An extensive review of mRNA polyadenylation, APA, and PCa literature was performed. This review article introduces APA and its association with human disease, outlines the mechanisms and components of APA, reviews APA in cancer biology, and considers whether APA may contribute to PCa progression and/or produce novel biomarkers and therapeutic targets for PCa.
Eukaryotic mRNA 3'-end cleavage and polyadenylation play a critical role in gene expression. Most human genes encode more than one polyadenylation signal, and produce more than one transcript isoform, through APA. Polyadenylation can occur throughout the gene body to generate transcripts with differing 3'-termini and coding sequence. Differences in 3'-untranslated regions length can modify post-transcriptional gene regulation by microRNAs and RNA binding proteins, and alter mRNA stability, translation efficiency, and subcellular localization. Distinctive APA patterns are associated with human diseases, tissue origins, and changes in cellular proliferation rate and differentiation state. APA events may therefore generate unique mRNA biomarkers or therapeutic targets in certain cancer types or phenotypic states.

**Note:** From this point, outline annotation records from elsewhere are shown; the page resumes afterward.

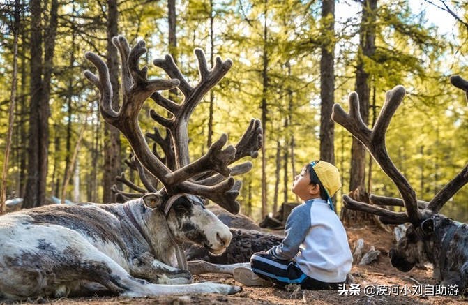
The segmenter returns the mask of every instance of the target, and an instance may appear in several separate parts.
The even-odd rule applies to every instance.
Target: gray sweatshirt
[[[310,200],[293,209],[285,235],[269,254],[282,260],[294,258],[301,270],[315,280],[346,280],[353,258],[345,228],[326,201]]]

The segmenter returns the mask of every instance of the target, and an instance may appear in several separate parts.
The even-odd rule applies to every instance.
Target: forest
[[[261,120],[262,147],[239,178],[238,198],[242,213],[255,220],[298,201],[292,181],[312,160],[339,168],[338,210],[342,195],[356,188],[399,196],[358,141],[331,119],[333,103],[347,109],[354,91],[371,127],[386,91],[406,89],[386,147],[418,199],[430,200],[468,161],[468,105],[449,81],[468,78],[465,1],[15,0],[0,2],[0,29],[2,213],[5,200],[15,198],[24,198],[24,207],[54,198],[115,202],[114,184],[133,191],[116,180],[122,172],[142,186],[128,165],[127,140],[104,121],[99,91],[83,75],[96,73],[84,52],[98,54],[121,95],[112,43],[119,34],[131,45],[146,42],[139,64],[149,77],[169,78],[153,61],[171,54],[197,82],[196,47],[209,68],[216,57],[232,61],[190,117],[189,152],[200,157],[223,133],[234,144],[252,118]],[[121,96],[114,96],[119,105]],[[144,133],[165,133],[149,114],[158,107],[144,104]],[[468,221],[467,198],[462,188],[441,212]]]

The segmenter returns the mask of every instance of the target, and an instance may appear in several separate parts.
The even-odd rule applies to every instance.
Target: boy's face
[[[294,177],[292,183],[292,193],[305,201],[315,198],[317,191],[319,194],[319,186],[310,184],[310,177],[307,172],[307,167],[305,166],[301,173]]]

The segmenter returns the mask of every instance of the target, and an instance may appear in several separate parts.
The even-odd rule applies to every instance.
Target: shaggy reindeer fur
[[[165,221],[160,209],[142,198],[124,204],[45,206],[3,216],[0,295],[60,297],[105,288],[142,297],[240,290],[211,283],[186,285],[192,276],[172,267],[175,247]],[[178,241],[196,242],[215,253],[222,253],[231,240],[226,225],[186,197],[174,204],[167,221]]]
[[[284,236],[255,230],[231,228],[231,244],[221,255],[213,255],[205,248],[192,245],[186,250],[188,260],[204,260],[213,264],[236,264],[250,261],[256,252],[266,251],[278,245]]]

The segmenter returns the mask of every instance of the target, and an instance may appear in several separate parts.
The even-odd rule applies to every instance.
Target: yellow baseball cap
[[[310,165],[325,188],[329,198],[333,197],[342,186],[338,169],[333,164],[322,161],[311,162]]]

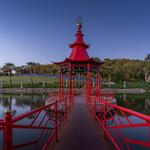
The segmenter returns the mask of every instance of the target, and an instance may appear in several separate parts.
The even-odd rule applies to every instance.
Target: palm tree
[[[27,66],[29,68],[30,71],[30,82],[31,82],[31,87],[33,86],[33,69],[34,66],[36,65],[35,62],[27,62]]]
[[[146,79],[146,82],[150,82],[150,54],[147,54],[144,60],[147,61],[145,79]]]
[[[2,70],[6,73],[8,73],[9,75],[9,85],[10,88],[12,87],[12,80],[11,80],[11,76],[12,76],[12,71],[14,70],[15,65],[13,63],[5,63],[5,65],[3,66]]]

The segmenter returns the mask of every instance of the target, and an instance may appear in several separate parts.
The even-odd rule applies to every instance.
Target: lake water
[[[30,112],[31,110],[38,108],[40,106],[45,105],[45,99],[47,98],[47,95],[26,95],[26,94],[0,94],[0,118],[3,118],[4,112],[6,109],[11,109],[13,112],[13,116]],[[140,113],[150,115],[150,94],[117,94],[116,95],[116,103],[120,106],[138,111]],[[129,116],[132,118],[135,122],[140,122],[141,120],[134,117]],[[123,120],[123,118],[122,118]],[[24,123],[32,121],[32,118],[27,118],[24,120]],[[113,125],[113,122],[107,122],[108,124]],[[146,133],[150,132],[149,127],[148,128],[139,128],[134,129],[123,129],[122,130],[124,134],[130,137],[137,137],[137,139],[145,139],[146,141],[149,140],[147,137],[145,137]],[[133,132],[134,131],[134,132]],[[114,132],[114,131],[113,131]],[[32,138],[35,138],[38,132],[35,132],[33,130],[27,130],[27,129],[14,129],[14,143],[21,143],[22,141],[26,141]],[[114,134],[116,131],[114,132]],[[0,149],[2,149],[2,132],[0,132]],[[131,147],[133,147],[131,145]],[[32,150],[33,147],[27,147],[27,150]],[[133,149],[139,149],[139,147],[133,147]],[[144,149],[144,148],[142,148]],[[21,149],[22,150],[22,149]],[[25,148],[24,148],[25,150]],[[145,148],[146,150],[146,148]]]

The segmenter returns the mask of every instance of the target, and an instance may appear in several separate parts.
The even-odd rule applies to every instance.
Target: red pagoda
[[[77,23],[77,33],[75,34],[75,41],[70,44],[72,49],[68,58],[62,62],[55,62],[58,65],[59,73],[59,94],[64,95],[64,76],[69,77],[69,95],[70,101],[73,102],[73,89],[74,89],[74,79],[77,73],[82,74],[85,77],[85,87],[86,87],[86,100],[88,101],[88,96],[91,95],[91,72],[93,72],[96,89],[95,93],[100,97],[100,66],[104,63],[102,61],[96,61],[91,58],[87,52],[87,45],[83,40],[82,34],[82,23],[79,21]]]

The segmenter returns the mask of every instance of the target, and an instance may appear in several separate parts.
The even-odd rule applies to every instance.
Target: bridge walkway
[[[74,108],[64,125],[54,150],[112,150],[111,143],[105,142],[85,104],[85,96],[75,97]]]

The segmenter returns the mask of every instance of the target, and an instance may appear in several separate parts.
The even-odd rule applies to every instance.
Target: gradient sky
[[[150,53],[150,0],[0,0],[0,65],[63,60],[79,13],[91,56]]]

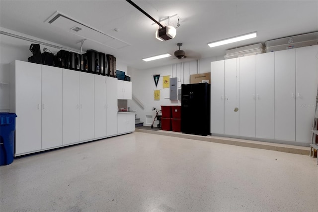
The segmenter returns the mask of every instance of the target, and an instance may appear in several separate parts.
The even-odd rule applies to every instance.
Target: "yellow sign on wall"
[[[155,100],[160,100],[160,90],[156,90],[154,92],[154,99]]]
[[[170,76],[164,76],[162,80],[162,87],[163,88],[169,88],[170,86]]]

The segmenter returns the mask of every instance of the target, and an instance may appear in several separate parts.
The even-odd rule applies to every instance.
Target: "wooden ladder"
[[[318,90],[317,91],[317,96],[316,96],[316,105],[315,109],[315,117],[314,117],[314,123],[313,123],[313,129],[312,130],[312,143],[310,144],[310,152],[309,156],[314,157],[314,150],[316,149],[318,151],[318,143],[316,142],[316,136],[318,135],[318,112],[317,112],[317,106],[318,106]],[[317,155],[317,164],[318,164],[318,154]]]

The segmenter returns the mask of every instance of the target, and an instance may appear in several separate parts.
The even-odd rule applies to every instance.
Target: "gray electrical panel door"
[[[176,77],[170,78],[170,100],[178,100]]]

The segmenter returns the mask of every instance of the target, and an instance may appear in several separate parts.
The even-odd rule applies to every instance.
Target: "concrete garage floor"
[[[0,167],[1,212],[316,212],[308,155],[140,132]]]

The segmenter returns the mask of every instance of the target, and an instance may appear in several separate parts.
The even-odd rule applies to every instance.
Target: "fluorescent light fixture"
[[[218,41],[212,42],[211,43],[208,43],[208,45],[209,45],[209,46],[212,48],[215,46],[221,46],[222,45],[225,45],[229,43],[234,43],[235,42],[240,41],[241,40],[247,40],[250,38],[254,38],[254,37],[256,37],[256,36],[257,33],[256,32],[254,32],[243,35],[232,37],[231,38],[219,40]]]
[[[151,61],[152,60],[158,60],[158,59],[164,58],[165,57],[170,57],[171,55],[170,54],[160,54],[160,55],[154,56],[153,57],[148,57],[147,58],[144,58],[143,60],[144,61],[148,62]]]

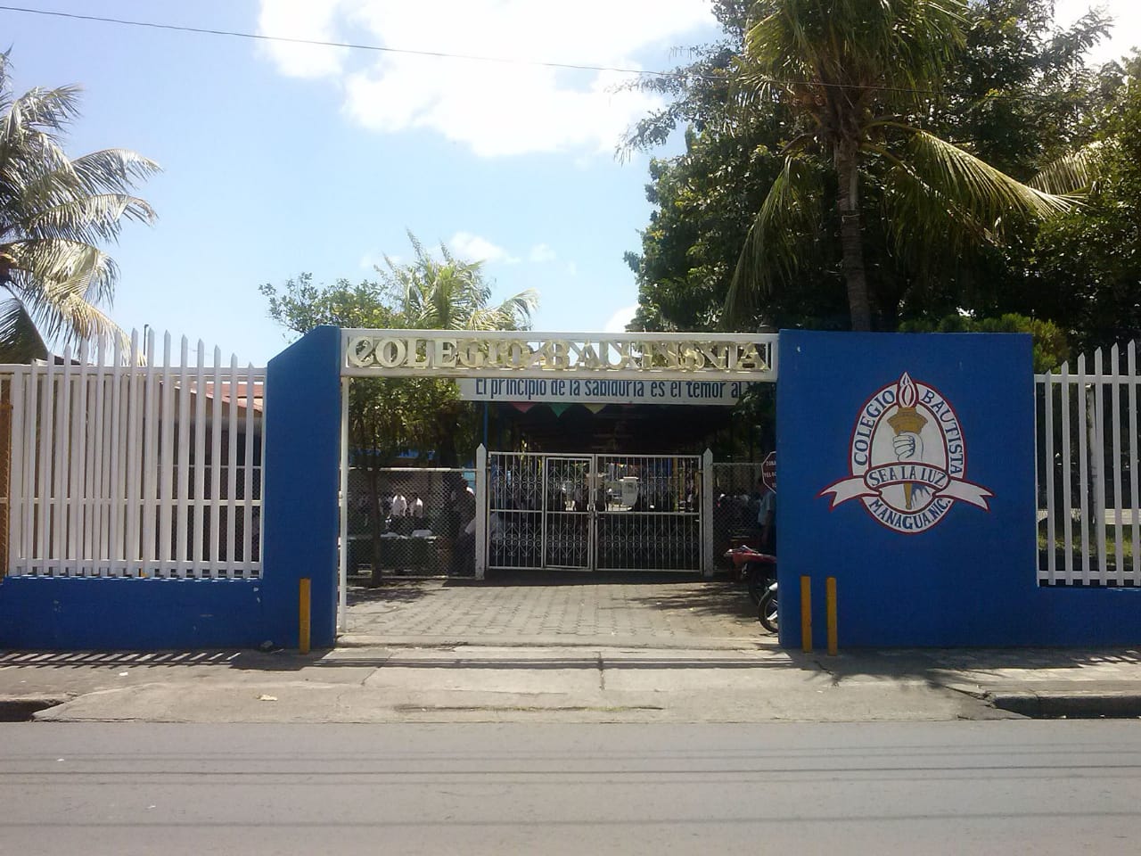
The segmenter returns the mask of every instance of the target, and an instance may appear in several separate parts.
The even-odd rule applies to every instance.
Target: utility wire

The full extent of cancer-associated and tissue-specific APA events have yet to be defined, and the mechanisms and functional consequences of APA in cancer remain incompletely understood. There is evidence that APA is active in PCa, and that it may be an untapped resource for PCa biomarkers or therapeutic targets.
综述可变聚腺苷酸化(APA)作为一种基因调控机制,并探讨APA在前列腺癌(PCa)生物学及治疗中的潜在作用。

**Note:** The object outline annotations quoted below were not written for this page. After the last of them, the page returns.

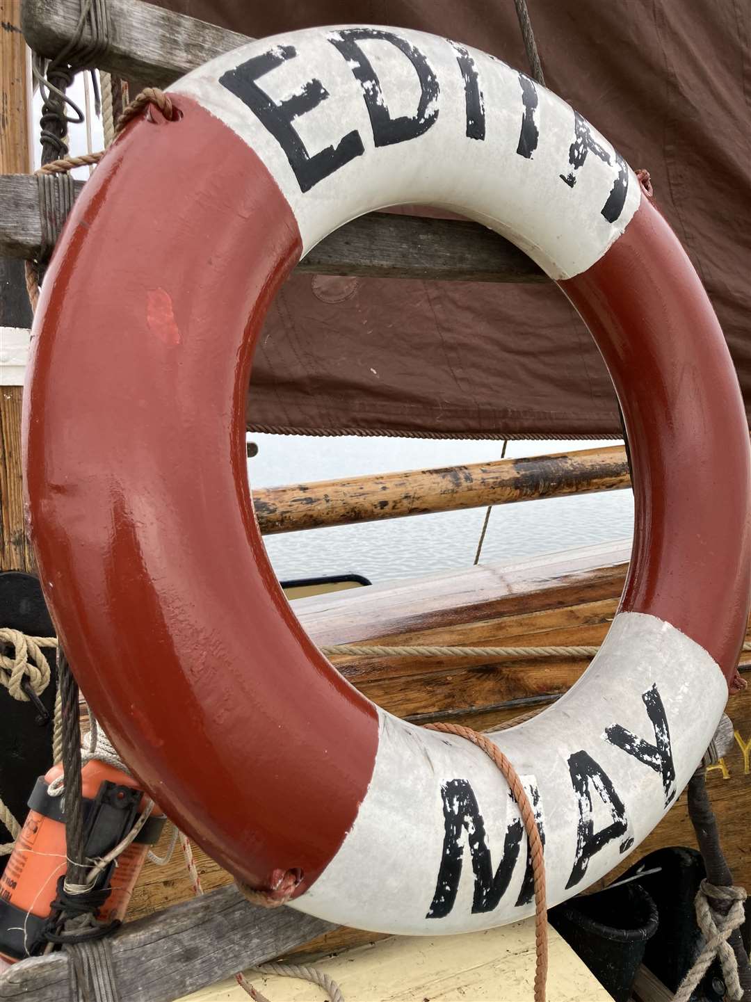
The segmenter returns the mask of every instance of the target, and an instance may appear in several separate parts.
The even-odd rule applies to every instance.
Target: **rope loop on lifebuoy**
[[[374,209],[460,212],[577,309],[631,448],[634,550],[608,636],[543,713],[488,735],[533,815],[547,900],[580,893],[699,765],[738,684],[751,592],[738,381],[649,178],[538,82],[401,28],[250,42],[168,100],[169,127],[141,107],[76,200],[24,396],[32,539],[87,701],[180,830],[257,892],[389,933],[535,911],[524,799],[471,740],[342,678],[280,592],[247,481],[253,353],[300,258]],[[511,665],[472,682],[499,703],[549,694]]]

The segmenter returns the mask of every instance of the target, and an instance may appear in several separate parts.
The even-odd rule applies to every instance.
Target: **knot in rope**
[[[746,897],[742,887],[718,887],[706,879],[702,881],[694,900],[694,908],[696,921],[704,937],[704,949],[679,985],[674,1002],[688,1002],[715,957],[719,959],[722,967],[726,997],[732,1002],[738,1002],[743,998],[743,987],[738,977],[738,961],[728,940],[745,921],[743,905]],[[727,915],[719,914],[712,907],[710,899],[732,903]]]
[[[55,636],[28,636],[19,629],[0,627],[0,644],[14,648],[13,655],[0,650],[0,684],[4,685],[14,699],[28,702],[29,696],[23,690],[24,680],[34,695],[41,695],[49,685],[49,661],[42,647],[57,647]]]

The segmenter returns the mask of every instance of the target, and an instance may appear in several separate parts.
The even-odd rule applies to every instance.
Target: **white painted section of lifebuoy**
[[[632,754],[633,745],[632,752],[625,750],[607,733],[620,725],[637,742],[641,738],[643,758],[649,758],[644,749],[656,748],[657,738],[643,696],[655,687],[675,767],[669,790],[658,769]],[[675,803],[699,766],[727,696],[719,666],[694,640],[654,616],[622,612],[588,671],[566,695],[533,719],[490,735],[527,791],[531,785],[538,790],[548,905],[605,876],[655,828],[670,806],[668,796]],[[354,826],[323,875],[293,907],[344,925],[406,935],[484,929],[531,914],[532,900],[516,905],[526,867],[525,836],[497,905],[473,913],[476,880],[468,838],[477,825],[465,812],[453,847],[460,848],[461,859],[453,906],[443,917],[427,917],[445,849],[445,792],[455,789],[457,781],[471,786],[493,875],[502,868],[506,832],[518,813],[505,781],[483,752],[461,737],[380,712],[375,770]],[[584,783],[582,762],[595,764]],[[614,807],[609,784],[622,812]],[[449,808],[457,806],[461,814],[460,805]],[[586,873],[567,888],[581,857],[583,819],[592,821],[597,837],[619,814],[624,830],[593,853]],[[445,909],[445,895],[442,900]]]
[[[605,254],[640,201],[632,170],[559,97],[422,32],[289,32],[219,56],[171,89],[258,153],[292,206],[304,254],[355,216],[422,203],[485,223],[568,279]],[[322,176],[301,181],[322,153],[312,165]]]
[[[23,386],[31,348],[31,331],[0,327],[0,386]]]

对mRNA聚腺苷酸化、APA及PCa相关文献进行广泛综述。本文介绍了APA及其与人类疾病的关联,概述了APA的机制和组成部分,回顾了APA在癌症生物学中的情况,并探讨了APA是否可能促进PCa进展和/或产生PCa的新型生物标志物及治疗靶点。
真核生物mRNA 3'端切割和聚腺苷酸化在基因表达中起关键作用。大多数人类基因编码多个聚腺苷酸化信号,并通过APA产生不止一种转录本异构体。聚腺苷酸化可发生在整个基因体内,以产生具有不同3'末端和编码序列的转录本。3'非翻译区长度的差异可通过微小RNA和RNA结合蛋白改变转录后基因调控,并改变mRNA稳定性、翻译效率和亚细胞定位。独特的APA模式与人类疾病、组织来源以及细胞增殖速率和分化状态的变化相关。因此,APA事件可能在某些癌症类型或表型状态中产生独特的mRNA生物标志物或治疗靶点。
与癌症相关的和组织特异性的APA事件的全貌尚未明确,且APA在癌症中的机制和功能后果仍未完全了解。有证据表明APA在PCa中具有活性,并且它可能是PCa生物标志物或治疗靶点的未开发资源。